Les pédales ont l’avantage, lorsqu’elles sont appliquées à une aiguille, d’empêcher l’aiguilleur de changer la direction de cette aiguille tant qu’elle n’est pas entièrement dégagée par les roues des véhicules.

Fig. 245. — Pédale de calage d’une aiguille.

Nous représentons (fig. 245) la disposition d’un calage au moyen de pédales. En avant de l’aiguille en pointe P est placée, extérieurement au rail fixe, une pédale, A, articulée en a, et qui porte une saillie antérieure, en forme de coin, au-dessous de laquelle un autre coin disposé en sens inverse et relié par un levier coudé, C, aux lames de l’aiguille, se meut horizontalement.

Quand on manœuvre l’aiguille, le coin inférieur passe d’un côté à l’autre du coin supérieur, en soulevant légèrement la pédale ; celle-ci étant pressée par les bandages des roues, au passage du train, le coin supérieur force toujours le coin inférieur dans un sens ou dans l’autre, ce qui maintient l’aiguille appliquée ou écartée du rail.

Fig. 246. — Plan et coupe du verrou d’aiguilles Saxby Farmer.

Quant au verrouillage qui donne le même résultat, il s’obtient de la manière suivante. L’entretoise d (fig. 246), qui établit la solidarité entre les deux lames de l’aiguille ll′ porte deux ouvertures, o, disposées de manière à venir se placer alternativement vis-à-vis du verrou cylindrique, c, suivant que les lames occupent l’une ou l’autre de leurs positions.

Au moyen d’un levier, et d’une transmission rigide, semblable à celle qui sert à manœuvrer l’aiguille, et par l’intermédiaire de deux renvois d’équerre, aa′, on communique un mouvement de va-et-vient à une tige, b, parallèle aux rails, et qui porte le verrou cylindrique c. Si, pour une raison quelconque, l’une des lames n’est pas exactement appliquée contre le rail correspondant, le trou o n’est pas en face du verrou, et il est impossible de lancer le verrou. Si, au contraire, le verrou peut pénétrer dans le trou o il cale énergiquement les lames de l’aiguille.

Dans le cas du calage par verrous, un contrôleur Lartigue est destiné à indiquer à l’aiguilleur, non pas si l’aiguillage est bien fait, puisque la possibilité ou l’impossibilité du verrouillage l’a déjà renseigné sur ce point, mais de lui montrer si le verrouillage est lui-même correctement fait.
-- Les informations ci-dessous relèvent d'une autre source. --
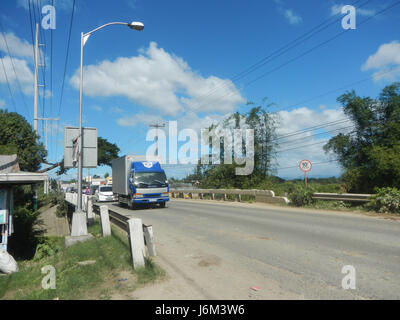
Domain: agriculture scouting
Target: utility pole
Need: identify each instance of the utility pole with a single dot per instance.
(156, 125)
(46, 183)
Le levier de calage étant placé près du levier de manœuvre du disque d’arrêt, présente, en outre, l’avantage de pouvoir être enclenché avec ce dernier, de manière que l’aiguilleur ne puisse effacer le disque et donner passage au train, tant que le verrouillage n’est pas fait. Réciproquement il ne pourra déverrouiller, et par suite, changer l’aiguillage, avant d’avoir replacé le disque à l’arrêt.

La concentration d’un grand nombre de leviers de manœuvre dans un poste unique, à la portée d’un seul agent, qui a pour résultat immédiat de lui éviter les déplacements, a surtout l’avantage de permettre aisément de les enclencher entre eux ; ce qui est assurément le moyen le plus puissant d’assurer la sécurité de la circulation des trains.

Le but de l’enclenchement est de réaliser, entre les leviers servant à actionner des aiguilles, des signaux ou d’autres appareils, une dépendance mécanique, qui mette les aiguilleurs dans l’impossibilité matérielle de manœuvrer les leviers d’appareils autorisant un mouvement, tant que d’autres leviers sont dans une position permettant l’exécution de mouvements qui ne pourraient se faire sans danger en même temps que le premier.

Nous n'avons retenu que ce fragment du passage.